Lessons In Friendship and Stray Children

Let me just say that our new apartment complex is crawling with children. Every way you look at almost all hours of the day are children of all ages. Some of these children are active and playing in groups and others seem to be wandering a little bit. Some are well supervised, some are not. We seem to have attracted a wanderer.

This little boy is 10 and has taken to knocking on our door 3-4 times/day asking if he can come inside and play. I've been trying to encourage the kids to play in the fenced in field behind the building with a soccer ball or some other such active play, but this boy just wants to play with the kids toys. We have stairs outside our front door and he wants the kids to bring out their trains and cars and play on the steps.

But what he really wants is to come play inside.

I asked about his mom and he says she is sleeping. I asked how she knows where to find him if she needs him and he says she never needs him.

I'm torn between being very irritated by this boy's lack of boundaries (and his mother's) and feeling sad that he truly seems to have no place to go during the hot times of the day. (He also is a regular knocker at our downstairs neighbor's door.)

With this has come some lessons in friendship for our boys. Tim and I talked about it and decided that as long as the situation remained under our eyes we would let the kids play. It seemed pretty clear to us that he was more or less using the boys for their toys, but the kids were excited to have someone new to play with and we wanted to give things a chance. We set rules with our boys about going to other people's apartments (absolutely not unless we have met their parents) and when and where they could play (they have to be together and we have to be able to see them from our windows). They took their trains outside yesterday and again today.

During the course of play, however, Aidan has been having a tough time with this boy who does not play by the rules that Aidan has always been taught.
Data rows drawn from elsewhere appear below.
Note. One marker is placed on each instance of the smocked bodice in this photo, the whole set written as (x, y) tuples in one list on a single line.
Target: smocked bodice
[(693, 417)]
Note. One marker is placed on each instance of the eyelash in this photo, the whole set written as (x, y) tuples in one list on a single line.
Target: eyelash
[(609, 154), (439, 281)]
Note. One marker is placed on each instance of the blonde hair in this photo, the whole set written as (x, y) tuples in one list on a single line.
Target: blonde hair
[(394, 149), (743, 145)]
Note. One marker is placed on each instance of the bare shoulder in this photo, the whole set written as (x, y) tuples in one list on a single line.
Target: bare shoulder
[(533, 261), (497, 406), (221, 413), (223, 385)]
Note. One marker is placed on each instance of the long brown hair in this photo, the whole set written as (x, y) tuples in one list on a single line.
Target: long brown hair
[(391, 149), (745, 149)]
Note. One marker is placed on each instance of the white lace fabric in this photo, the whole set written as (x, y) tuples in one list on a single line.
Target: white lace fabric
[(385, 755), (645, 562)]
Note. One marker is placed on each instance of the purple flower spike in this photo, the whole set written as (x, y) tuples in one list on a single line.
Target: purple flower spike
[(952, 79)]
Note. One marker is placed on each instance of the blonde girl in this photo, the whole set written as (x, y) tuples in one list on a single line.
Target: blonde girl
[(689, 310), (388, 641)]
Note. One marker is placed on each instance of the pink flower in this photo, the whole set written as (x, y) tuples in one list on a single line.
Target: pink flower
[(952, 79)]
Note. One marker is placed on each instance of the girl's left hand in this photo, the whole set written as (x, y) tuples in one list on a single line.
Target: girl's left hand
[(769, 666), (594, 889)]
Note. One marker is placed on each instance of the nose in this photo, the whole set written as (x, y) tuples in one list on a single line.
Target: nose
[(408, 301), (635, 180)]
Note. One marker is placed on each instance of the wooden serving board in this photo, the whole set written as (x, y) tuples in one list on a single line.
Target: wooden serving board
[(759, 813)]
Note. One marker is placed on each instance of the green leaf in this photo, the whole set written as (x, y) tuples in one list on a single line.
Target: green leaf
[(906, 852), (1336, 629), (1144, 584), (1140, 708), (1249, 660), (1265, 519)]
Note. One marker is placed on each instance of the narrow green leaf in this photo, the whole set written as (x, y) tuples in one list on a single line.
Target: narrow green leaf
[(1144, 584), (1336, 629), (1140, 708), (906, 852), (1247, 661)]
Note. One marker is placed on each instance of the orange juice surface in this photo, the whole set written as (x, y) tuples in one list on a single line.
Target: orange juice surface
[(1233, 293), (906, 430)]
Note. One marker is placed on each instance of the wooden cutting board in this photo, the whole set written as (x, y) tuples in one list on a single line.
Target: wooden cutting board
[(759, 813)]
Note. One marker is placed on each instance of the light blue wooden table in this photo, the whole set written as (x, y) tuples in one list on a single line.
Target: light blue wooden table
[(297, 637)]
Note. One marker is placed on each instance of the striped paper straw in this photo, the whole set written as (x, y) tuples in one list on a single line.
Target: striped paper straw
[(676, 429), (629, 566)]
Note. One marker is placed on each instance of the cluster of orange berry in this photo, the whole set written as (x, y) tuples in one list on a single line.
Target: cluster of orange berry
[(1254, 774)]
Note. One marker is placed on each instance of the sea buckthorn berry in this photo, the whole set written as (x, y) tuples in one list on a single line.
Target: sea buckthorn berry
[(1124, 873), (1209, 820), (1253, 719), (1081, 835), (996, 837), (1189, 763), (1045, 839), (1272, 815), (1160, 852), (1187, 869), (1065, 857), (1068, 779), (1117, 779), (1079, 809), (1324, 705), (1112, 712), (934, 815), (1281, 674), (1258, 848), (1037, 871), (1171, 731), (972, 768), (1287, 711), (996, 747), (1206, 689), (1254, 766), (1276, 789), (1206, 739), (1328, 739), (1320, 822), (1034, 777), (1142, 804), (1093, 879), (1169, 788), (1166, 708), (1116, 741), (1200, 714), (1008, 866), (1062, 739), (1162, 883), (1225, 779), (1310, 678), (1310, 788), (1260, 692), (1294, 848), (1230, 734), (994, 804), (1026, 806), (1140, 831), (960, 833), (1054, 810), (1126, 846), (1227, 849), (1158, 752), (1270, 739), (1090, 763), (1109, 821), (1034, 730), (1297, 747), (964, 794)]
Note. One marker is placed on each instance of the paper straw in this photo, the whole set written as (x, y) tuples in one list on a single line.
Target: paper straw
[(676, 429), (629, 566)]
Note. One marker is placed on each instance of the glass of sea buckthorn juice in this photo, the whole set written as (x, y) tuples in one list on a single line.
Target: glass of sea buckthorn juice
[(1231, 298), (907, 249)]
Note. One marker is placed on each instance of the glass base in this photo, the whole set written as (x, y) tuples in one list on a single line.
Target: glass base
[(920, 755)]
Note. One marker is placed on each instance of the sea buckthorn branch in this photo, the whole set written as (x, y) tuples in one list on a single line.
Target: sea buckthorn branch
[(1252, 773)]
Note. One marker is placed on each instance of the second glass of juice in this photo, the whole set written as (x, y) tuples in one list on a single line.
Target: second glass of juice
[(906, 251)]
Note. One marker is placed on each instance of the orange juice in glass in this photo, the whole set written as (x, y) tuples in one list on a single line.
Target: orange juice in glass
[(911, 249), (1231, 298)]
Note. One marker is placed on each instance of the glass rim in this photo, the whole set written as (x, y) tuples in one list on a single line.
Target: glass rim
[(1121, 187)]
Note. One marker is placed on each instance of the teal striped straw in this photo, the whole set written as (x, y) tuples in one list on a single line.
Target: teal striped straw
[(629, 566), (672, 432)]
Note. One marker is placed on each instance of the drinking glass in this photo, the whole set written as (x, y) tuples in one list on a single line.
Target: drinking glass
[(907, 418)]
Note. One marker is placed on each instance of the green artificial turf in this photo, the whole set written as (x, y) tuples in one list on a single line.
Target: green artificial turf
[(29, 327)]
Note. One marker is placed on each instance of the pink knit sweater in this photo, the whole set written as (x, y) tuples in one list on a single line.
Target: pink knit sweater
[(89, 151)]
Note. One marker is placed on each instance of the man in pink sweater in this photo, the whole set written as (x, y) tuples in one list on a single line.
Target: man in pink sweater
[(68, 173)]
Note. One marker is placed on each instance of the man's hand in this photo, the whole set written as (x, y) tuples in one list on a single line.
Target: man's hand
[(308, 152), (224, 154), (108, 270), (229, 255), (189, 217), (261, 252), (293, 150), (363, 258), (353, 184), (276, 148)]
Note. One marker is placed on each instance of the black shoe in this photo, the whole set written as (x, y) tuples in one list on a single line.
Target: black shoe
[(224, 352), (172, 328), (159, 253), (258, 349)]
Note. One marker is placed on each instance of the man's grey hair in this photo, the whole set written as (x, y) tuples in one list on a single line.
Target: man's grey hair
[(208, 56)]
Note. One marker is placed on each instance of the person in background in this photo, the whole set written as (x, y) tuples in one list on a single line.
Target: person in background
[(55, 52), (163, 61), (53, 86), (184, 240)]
Today, the boy told Aidan he wouldn't be his friend, only Caleb's because Aidan disagreed on the way to build the train tracks (I'm simplifying, but this was the overall gist of the disagreement). Since we got here, all Aidan has been worried about is having a friend. He's not asking for much, just one friend and having this little boy (who from our perspective was an unlikely candidate for a good friend anyways) say he didn't want to be friends anymore was heartbreaking for Aidan.

We had a long conversation at dinner about what makes a good friend and Aidan came up with a list:
  • like each other
  • like the same things
  • help each other
  • not being mean
We also talked about not needing to spend time with people who didn't treat you fairly. He was really processing the list and everything else as the evening went on and even started comparing book and TV characters to his list of friend traits.

Our wanderer goes back to school next week and Aidan is getting more involved in other activities, so I'm thinking the problem will naturally resolve itself over time. Nonetheless it has been a good lesson in what makes a friend and more specifically, what does not! The boys may or may not play together again, but Aidan has learned an important lesson in friendship either way.

2 comments :

Kylie said...

Sometimes it tough being a kid. I think like you the situation will dissolve somewhat, poor guy obviously just wants someone to spend some time with him. :)

lilpeasinmypodfromgod said...

Heidi, I would probably tell him that he is too old to play with your boys. I am a lil on the paranoid side having been molested by a teen when I was 7 so I would cut the issue that way. It would esp scare me that he may not come from a very good home since his mother never seems to be around. If anything, maybe a call needs made to cps if his mother is really sleeping all day.